Background: Matrix metalloproteinases (MMPs) are a family of ubiquitously expressed zinc-dependent endopeptidases with broad substrate specificity and strictly regulated tissue specific expression. They are expressed in physiological situations and pathological conditions involving inflammation. MMPs regulate several functions related to inflammation including bioavailability and activity of inflammatory cytokines and chemokines. There is also evidence that MMPs regulate inflammation in tumor microenvironment, which plays an important role in cancer progression.
Scope of review: Here, we discuss the current view on the role of MMPs in the regulation of inflammation.

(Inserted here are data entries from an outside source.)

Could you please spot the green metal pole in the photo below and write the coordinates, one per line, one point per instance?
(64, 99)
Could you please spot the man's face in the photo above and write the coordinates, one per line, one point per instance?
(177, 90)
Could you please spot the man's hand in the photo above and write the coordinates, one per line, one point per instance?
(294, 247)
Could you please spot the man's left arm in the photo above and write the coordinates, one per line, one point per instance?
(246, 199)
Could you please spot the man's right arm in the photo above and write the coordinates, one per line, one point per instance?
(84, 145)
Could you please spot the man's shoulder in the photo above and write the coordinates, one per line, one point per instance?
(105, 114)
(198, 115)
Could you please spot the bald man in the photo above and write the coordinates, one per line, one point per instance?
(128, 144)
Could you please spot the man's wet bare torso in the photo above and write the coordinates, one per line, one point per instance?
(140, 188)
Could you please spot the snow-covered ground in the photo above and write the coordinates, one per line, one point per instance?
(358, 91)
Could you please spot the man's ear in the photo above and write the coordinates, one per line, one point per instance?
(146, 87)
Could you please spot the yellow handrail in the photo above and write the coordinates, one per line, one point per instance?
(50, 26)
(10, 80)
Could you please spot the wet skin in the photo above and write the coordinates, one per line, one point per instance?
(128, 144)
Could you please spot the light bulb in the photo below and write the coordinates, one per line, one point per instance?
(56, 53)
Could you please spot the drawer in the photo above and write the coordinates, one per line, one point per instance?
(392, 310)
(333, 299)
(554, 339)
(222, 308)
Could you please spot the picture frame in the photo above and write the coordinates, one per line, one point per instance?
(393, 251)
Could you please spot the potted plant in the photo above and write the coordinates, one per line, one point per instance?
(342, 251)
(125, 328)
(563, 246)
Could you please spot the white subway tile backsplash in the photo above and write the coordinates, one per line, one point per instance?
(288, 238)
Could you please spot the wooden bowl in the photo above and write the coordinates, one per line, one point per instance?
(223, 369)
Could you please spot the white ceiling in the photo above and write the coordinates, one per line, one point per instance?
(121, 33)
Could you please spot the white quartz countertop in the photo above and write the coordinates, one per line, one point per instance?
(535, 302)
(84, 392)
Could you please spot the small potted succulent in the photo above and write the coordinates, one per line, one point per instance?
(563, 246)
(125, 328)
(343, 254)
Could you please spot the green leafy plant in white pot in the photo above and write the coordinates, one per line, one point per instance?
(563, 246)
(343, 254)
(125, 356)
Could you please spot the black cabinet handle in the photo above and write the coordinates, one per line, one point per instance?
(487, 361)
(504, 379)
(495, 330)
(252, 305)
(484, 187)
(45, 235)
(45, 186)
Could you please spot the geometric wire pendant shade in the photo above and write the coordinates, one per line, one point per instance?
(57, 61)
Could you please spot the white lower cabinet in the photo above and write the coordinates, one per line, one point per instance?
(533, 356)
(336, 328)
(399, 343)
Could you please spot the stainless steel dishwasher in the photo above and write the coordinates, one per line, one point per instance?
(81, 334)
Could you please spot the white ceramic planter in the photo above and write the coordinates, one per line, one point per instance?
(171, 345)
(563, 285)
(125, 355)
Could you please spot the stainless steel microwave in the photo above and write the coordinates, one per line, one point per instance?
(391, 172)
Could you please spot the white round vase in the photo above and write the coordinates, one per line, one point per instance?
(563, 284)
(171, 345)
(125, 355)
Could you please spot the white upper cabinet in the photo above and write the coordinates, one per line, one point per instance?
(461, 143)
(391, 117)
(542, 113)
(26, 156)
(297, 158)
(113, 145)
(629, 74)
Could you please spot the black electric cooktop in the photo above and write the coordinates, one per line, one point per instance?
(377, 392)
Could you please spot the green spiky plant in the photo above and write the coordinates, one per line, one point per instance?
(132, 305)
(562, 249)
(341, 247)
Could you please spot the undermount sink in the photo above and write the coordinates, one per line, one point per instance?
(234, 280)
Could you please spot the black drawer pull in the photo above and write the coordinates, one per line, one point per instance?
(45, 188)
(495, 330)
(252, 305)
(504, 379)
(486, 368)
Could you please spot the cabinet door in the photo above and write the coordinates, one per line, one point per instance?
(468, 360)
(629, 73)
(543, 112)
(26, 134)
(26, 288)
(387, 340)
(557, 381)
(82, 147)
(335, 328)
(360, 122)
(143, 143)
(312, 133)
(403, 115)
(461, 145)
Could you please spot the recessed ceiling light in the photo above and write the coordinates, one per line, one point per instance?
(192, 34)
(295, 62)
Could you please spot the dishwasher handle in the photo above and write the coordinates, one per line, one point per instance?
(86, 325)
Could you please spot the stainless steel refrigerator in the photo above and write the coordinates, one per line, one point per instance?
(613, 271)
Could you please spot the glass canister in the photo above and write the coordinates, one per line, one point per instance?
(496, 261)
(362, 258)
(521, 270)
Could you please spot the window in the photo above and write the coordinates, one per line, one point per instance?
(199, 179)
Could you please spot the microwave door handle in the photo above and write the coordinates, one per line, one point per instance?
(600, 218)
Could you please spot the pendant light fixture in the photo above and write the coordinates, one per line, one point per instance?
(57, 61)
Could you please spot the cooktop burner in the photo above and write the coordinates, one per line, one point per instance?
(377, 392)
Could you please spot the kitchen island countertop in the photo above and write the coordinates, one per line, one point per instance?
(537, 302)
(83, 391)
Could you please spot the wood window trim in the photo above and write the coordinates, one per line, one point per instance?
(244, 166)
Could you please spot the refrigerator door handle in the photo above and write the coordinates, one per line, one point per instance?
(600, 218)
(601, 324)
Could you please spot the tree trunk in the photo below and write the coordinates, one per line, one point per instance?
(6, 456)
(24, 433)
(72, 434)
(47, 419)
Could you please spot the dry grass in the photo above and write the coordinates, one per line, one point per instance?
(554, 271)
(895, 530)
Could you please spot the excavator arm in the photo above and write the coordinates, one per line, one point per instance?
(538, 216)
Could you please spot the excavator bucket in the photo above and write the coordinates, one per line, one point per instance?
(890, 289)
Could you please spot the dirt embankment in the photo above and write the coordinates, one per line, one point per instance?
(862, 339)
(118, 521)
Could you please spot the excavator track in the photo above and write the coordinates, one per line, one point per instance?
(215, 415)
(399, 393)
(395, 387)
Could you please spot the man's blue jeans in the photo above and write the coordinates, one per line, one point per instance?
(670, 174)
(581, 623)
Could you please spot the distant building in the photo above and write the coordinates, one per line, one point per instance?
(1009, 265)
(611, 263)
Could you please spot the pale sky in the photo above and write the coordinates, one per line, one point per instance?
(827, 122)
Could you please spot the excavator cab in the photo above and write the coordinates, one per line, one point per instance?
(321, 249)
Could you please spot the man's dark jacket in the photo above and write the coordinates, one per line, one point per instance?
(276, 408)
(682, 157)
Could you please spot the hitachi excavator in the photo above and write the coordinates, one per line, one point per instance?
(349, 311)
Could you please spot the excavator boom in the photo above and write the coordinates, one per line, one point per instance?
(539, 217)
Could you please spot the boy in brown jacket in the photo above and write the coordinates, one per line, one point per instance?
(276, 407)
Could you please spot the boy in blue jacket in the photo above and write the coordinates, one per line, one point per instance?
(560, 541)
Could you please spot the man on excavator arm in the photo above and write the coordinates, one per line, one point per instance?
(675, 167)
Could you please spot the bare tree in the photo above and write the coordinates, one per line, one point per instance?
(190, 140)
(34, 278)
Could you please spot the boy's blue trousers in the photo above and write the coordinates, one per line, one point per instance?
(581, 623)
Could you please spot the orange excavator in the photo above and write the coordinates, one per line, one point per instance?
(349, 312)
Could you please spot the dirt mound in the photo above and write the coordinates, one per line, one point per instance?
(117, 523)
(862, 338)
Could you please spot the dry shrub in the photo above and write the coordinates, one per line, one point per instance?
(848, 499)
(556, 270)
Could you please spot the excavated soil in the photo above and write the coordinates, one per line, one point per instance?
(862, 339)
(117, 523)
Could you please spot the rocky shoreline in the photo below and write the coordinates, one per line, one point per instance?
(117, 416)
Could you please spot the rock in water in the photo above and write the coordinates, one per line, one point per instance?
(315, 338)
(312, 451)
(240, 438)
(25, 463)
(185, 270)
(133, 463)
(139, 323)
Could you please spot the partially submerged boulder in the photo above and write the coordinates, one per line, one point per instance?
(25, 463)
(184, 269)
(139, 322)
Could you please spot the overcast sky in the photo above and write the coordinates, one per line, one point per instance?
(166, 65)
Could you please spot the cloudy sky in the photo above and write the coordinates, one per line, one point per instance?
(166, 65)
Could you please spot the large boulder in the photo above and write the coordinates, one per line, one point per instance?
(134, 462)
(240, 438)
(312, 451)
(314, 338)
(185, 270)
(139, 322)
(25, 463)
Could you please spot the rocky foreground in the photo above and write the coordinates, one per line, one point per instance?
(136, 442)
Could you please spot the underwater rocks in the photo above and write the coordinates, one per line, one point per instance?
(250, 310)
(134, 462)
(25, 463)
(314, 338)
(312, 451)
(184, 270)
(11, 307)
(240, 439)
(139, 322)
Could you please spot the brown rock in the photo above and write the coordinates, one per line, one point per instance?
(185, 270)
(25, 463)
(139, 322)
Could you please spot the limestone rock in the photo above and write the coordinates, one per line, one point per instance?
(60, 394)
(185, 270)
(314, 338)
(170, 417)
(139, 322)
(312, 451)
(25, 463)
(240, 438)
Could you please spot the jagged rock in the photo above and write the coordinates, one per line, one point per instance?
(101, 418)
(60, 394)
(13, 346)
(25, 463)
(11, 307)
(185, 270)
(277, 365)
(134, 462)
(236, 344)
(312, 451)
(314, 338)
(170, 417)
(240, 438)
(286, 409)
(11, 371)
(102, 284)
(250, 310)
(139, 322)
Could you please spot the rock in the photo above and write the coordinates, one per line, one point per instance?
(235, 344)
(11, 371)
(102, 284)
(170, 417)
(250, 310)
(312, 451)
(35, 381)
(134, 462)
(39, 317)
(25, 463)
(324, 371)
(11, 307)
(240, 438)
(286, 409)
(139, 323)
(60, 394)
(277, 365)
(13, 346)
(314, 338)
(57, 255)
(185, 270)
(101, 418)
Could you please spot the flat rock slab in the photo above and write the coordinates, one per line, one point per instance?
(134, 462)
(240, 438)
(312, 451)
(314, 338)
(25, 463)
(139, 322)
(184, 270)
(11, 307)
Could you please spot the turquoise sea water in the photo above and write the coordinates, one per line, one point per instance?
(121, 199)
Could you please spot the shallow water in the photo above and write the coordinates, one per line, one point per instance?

Major conclusions: MMPs modulate inflammation by regulating bioavailability and activity of cytokines, chemokines, and growth factors, as well as integrity of physical tissue barriers. MMPs are also involved in immune evasion of tumor cells and in regulation of inflammation in tumor microenvironment.
General significance: There is increasing evidence for non-matrix substrates of MMPs that are related to regulation of inflammatory processes. New methods have been employed for identification of the substrates of MMPs in inflammatory processes in vivo. Detailed information on the substrates of MMPs may offer more specific and effective ways of inhibiting MMP function by blocking the cleavage site in substrate or by inhibition of the bioactivity of the substrate. It is expected, that more precise information on the MMP-substrate interaction may offer novel strategies for therapeutic intervention in inflammatory diseases and cancer without blocking beneficial actions of MMPs. This article is part of a Special Issue entitled Matrix-mediated cell behaviour and properties.
Keywords: Cancer; Inflammation; Matrix; Proteinase; Signaling.